O prefeito de São Paulo, Ricardo Nunes (MDB), reagiu à investigação envolvendo um contrato de Wi-Fi da administração municipal e afirmou que a apuração teria sido provocada por uma denúncia apresentada por um militante ligado ao PT. Segundo Nunes, as informações usadas para levantar suspeitas contra a Prefeitura seriam falsas e poderão ser esclarecidas no decorrer das investigações.
O caso ganhou repercussão após a Polícia Federal avançar sobre suspeitas relacionadas ao Instituto Conhecer Brasil (ICB), entidade que mantém contrato com a Prefeitura de São Paulo para instalação e manutenção de pontos de internet gratuita. A instituição também aparece nas investigações relacionadas à produção do filme “Dark Horse”, cinebiografia do ex-presidente Jair Bolsonaro.
Nunes questiona origem da investigação
Nunes sustenta que a denúncia que colocou o contrato municipal sob suspeita teria partido de uma pessoa ligada politicamente ao PT. O prefeito afirma que os elementos apresentados não correspondem à realidade e defende que a administração municipal não cometeu irregularidades.
O prefeito também questionou a inclusão do contrato de Wi-Fi da capital paulista na investigação que tramita no Supremo Tribunal Federal. Segundo Nunes, os recursos empregados no contrato municipal não são provenientes de emendas parlamentares, ponto que, na avaliação dele, diferencia a contratação da Prefeitura das emendas investigadas no caso envolvendo o filme.

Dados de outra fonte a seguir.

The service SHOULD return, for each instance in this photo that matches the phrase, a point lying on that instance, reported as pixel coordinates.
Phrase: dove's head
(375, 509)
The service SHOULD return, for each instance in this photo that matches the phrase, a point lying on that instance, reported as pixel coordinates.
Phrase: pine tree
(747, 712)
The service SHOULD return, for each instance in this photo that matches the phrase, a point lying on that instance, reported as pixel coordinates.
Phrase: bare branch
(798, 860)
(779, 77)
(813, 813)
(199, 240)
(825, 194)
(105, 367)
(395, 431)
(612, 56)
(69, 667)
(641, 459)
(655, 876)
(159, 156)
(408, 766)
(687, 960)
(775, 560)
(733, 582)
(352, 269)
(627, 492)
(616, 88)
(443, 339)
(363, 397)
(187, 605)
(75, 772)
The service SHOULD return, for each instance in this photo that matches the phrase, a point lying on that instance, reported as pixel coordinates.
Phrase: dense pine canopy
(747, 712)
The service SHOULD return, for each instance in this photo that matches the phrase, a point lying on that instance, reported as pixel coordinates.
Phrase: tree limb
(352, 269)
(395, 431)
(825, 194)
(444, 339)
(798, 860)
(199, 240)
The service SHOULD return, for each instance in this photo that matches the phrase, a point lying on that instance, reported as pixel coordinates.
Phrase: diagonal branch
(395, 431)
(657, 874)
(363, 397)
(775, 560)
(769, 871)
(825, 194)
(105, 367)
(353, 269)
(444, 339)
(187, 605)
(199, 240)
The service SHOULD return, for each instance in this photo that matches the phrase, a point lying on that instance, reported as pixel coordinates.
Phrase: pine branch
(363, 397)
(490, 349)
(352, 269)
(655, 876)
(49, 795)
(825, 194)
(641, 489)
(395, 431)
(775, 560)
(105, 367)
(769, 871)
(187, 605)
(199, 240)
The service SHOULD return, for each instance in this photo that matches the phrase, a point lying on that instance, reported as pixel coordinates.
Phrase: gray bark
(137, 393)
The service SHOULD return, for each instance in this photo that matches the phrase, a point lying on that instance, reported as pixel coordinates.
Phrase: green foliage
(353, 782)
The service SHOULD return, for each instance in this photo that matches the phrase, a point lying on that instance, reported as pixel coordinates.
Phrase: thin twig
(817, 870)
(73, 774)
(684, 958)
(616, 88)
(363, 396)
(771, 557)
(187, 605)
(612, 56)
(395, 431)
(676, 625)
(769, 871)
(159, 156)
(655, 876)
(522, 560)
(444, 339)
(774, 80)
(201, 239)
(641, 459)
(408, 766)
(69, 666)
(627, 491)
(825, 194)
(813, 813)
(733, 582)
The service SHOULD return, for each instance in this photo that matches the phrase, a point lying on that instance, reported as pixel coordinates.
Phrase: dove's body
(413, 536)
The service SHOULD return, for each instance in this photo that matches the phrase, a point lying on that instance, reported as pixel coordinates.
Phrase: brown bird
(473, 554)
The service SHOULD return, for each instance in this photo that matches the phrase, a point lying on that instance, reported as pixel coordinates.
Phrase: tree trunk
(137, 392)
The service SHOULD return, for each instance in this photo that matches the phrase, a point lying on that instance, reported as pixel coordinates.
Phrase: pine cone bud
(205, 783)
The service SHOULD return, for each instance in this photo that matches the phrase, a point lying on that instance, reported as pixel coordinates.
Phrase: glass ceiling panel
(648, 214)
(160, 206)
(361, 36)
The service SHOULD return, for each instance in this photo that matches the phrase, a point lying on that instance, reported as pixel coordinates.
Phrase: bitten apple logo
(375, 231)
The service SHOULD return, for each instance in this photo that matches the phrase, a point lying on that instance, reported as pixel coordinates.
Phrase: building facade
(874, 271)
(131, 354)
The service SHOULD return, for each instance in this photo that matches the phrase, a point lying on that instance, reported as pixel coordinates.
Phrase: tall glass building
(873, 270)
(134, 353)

A investigação relacionada a “Dark Horse” está sob supervisão do ministro Flávio Dino, do Supremo Tribunal Federal (STF). A Polícia Federal apura suspeitas envolvendo recursos públicos, empresas e entidades relacionadas ao projeto. Em uma das operações, foram cumpridos 49 mandados de busca e apreensão em quatro estados.
Prefeitura nega irregularidades
A gestão de Ricardo Nunes afirma que o contrato destinado ao programa de Wi-Fi gratuito passou pelos procedimentos administrativos exigidos e que os serviços foram efetivamente prestados. A Prefeitura também declarou que vem colaborando com as autoridades responsáveis pelas investigações.
O contrato com o Instituto Conhecer Brasil tornou-se um dos pontos de atenção porque Karina Ferreira da Gama, presidente do ICB, também está relacionada à produtora responsável pelo filme sobre Bolsonaro. Investigadores apuram se houve circulação irregular de recursos entre entidades e empresas envolvidas. Karina nega irregularidades.
Nunes, por sua vez, afirma não ser contrário à realização de investigações, mas cobra esclarecimentos sobre a inclusão da Prefeitura de São Paulo no caso. Para o prefeito, a apuração deverá demonstrar se as acusações que atingiram sua administração possuem fundamento.
Até a conclusão das investigações, as suspeitas permanecem sob apuração e não representam comprovação de irregularidade por parte da Prefeitura ou dos demais investigados.